And now that she’s back to recording music (potentially HER way), will she be able to make it on her own? Let’s find out…
Despite the music containing that COF-ish gothicly dramatic touch, this here solo album seems like an entity all its own. The overall sound is metallic in a quite broad way, with Sarah’s vocals being the primary focus and the backing band taking the most extreme of back seats. The good thing in this regard is that Ms. Deva has a strong voice that doesn’t venture into bothersome theatrics; she neither overdoes pop star ambitions ala Annete Olzon nor scrapes that precious voice box raw in a defiant, irritating way like Angela Gossow, and instead brings to life an inky, black-clad curtain with a powerful, clean/operatic approach that fits the musical scheme of things rather well (despite those moments where she warbles off-key), and in some ways she’s better here than her one-time musical association, as she doesn’t have to fight a front man for face time.

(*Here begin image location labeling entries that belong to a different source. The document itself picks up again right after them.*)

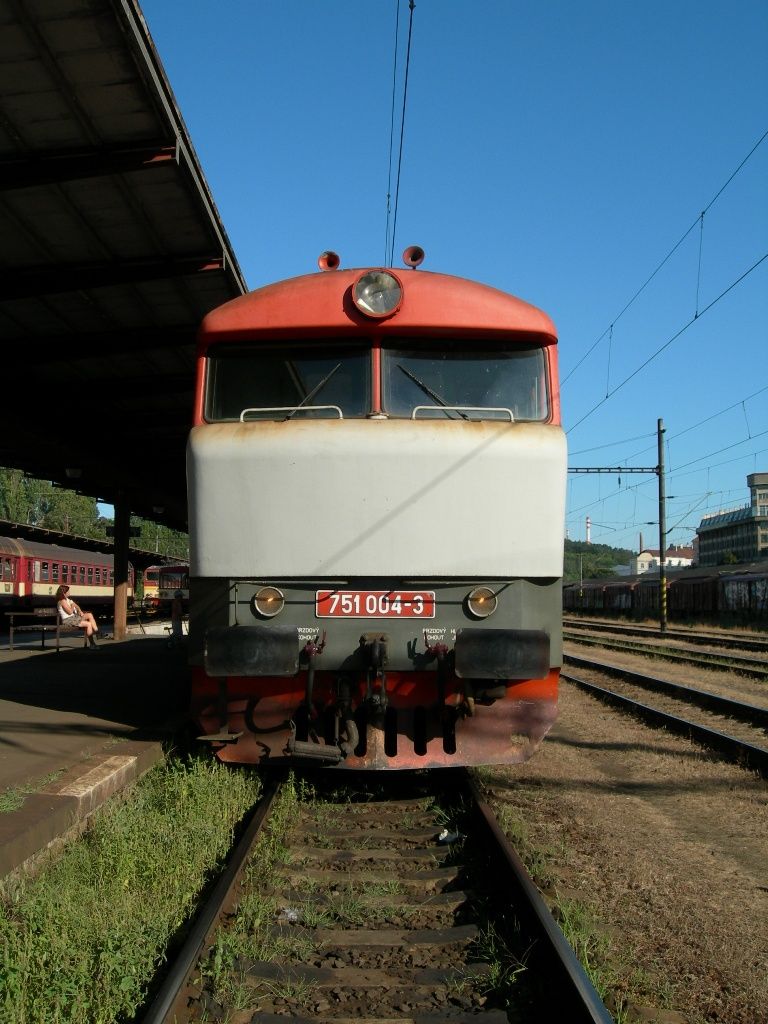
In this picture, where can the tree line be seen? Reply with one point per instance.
(40, 503)
(592, 561)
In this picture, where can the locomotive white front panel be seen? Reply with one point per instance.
(346, 498)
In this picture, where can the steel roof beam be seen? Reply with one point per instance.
(35, 282)
(78, 166)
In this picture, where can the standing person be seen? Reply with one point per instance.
(177, 615)
(72, 614)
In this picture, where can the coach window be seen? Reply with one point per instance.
(284, 382)
(489, 383)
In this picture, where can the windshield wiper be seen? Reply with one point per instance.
(317, 387)
(428, 390)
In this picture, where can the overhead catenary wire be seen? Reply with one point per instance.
(391, 127)
(412, 5)
(667, 344)
(670, 254)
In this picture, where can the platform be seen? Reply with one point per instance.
(76, 727)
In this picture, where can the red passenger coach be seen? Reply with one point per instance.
(377, 492)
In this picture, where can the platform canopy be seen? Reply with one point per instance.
(112, 252)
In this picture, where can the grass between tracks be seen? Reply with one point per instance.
(611, 978)
(80, 942)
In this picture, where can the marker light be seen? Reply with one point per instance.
(267, 602)
(481, 602)
(377, 293)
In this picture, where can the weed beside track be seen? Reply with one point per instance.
(81, 941)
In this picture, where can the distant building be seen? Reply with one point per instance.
(737, 535)
(649, 561)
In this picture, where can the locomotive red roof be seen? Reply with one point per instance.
(320, 304)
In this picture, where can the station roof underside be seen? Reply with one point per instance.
(112, 253)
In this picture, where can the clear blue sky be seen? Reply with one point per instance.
(553, 150)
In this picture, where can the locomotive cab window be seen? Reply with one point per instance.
(287, 382)
(462, 380)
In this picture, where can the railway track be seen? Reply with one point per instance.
(738, 641)
(707, 715)
(751, 667)
(412, 909)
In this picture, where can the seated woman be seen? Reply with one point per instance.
(73, 614)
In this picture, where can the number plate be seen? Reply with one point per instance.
(375, 604)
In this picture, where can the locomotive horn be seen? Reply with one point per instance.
(329, 260)
(413, 256)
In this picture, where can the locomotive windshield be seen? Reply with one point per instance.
(458, 382)
(252, 383)
(426, 380)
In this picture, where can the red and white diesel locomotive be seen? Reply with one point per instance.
(377, 486)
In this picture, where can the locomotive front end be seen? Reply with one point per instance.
(377, 498)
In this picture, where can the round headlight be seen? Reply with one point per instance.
(267, 602)
(481, 602)
(377, 293)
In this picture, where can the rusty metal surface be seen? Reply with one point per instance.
(507, 731)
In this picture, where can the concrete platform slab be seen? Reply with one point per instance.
(78, 726)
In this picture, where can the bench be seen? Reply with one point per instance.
(41, 621)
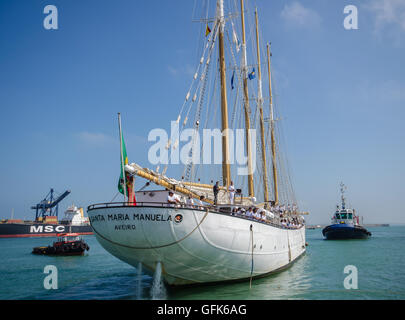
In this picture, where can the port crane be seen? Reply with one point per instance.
(49, 206)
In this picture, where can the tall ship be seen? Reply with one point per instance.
(345, 223)
(46, 223)
(226, 221)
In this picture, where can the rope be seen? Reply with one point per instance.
(155, 247)
(251, 269)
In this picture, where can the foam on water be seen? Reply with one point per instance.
(158, 291)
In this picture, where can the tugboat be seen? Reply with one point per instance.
(68, 244)
(345, 223)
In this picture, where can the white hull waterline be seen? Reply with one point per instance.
(194, 246)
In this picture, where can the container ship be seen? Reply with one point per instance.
(46, 223)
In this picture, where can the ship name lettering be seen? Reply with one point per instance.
(35, 229)
(98, 217)
(60, 229)
(119, 216)
(125, 227)
(151, 217)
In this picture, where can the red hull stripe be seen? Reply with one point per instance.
(29, 235)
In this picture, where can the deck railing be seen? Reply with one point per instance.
(275, 221)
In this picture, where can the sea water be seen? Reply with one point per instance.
(379, 263)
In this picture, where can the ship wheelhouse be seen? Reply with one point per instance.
(345, 216)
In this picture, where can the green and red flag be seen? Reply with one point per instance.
(124, 161)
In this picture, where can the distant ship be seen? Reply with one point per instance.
(345, 223)
(46, 222)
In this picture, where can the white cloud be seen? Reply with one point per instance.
(389, 19)
(388, 12)
(295, 14)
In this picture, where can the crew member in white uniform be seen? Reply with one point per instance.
(231, 190)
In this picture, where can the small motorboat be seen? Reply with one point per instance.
(68, 244)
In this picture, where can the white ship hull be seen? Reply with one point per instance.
(204, 247)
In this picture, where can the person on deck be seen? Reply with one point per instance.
(190, 202)
(249, 213)
(231, 190)
(216, 191)
(173, 199)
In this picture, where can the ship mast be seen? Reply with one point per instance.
(246, 104)
(226, 171)
(273, 140)
(260, 102)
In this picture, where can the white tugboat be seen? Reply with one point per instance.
(210, 237)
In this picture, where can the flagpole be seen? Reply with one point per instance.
(122, 158)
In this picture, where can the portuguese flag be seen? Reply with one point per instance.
(125, 159)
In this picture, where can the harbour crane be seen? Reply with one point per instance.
(49, 206)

But unfortunately, there is a cross to bear with musical solo acts…when the main focus is the singer at hand, the backing band suffers from being more than simply ignored and their performance ends up being a background affair that could be seen as possibly unnecessary. Which is a bit of a shame, as the backing players’ symphonic gothic metal noodlings are well-focused and entertaining in their own right, where the orchestral keyboards, scratchy guitar/bass riffs, and power-metallic percussion come together in an above-average way, despite a lack of punch and staying power when attempting to poke through the main vocal approach. And when everyone is on, they’re truly on, as shown by the likes of “She Stands Like Stone” and “The Devil’s Opera”, sheltering the weaker filler tracks of “A Sign of Sublime” and “They Called Her Lady Tyranny”. Still…for a first entry, this could’ve ended up sounding far worse.
All in all Sarah’s latest musical entry since washing the filth away is pretty decent, albeit flawed and needing a few of the edges smoothed out. Maybe time will be friendly to her should she continue down this musical path and future works will knock us dead. In that case, I say keep it up, Lady.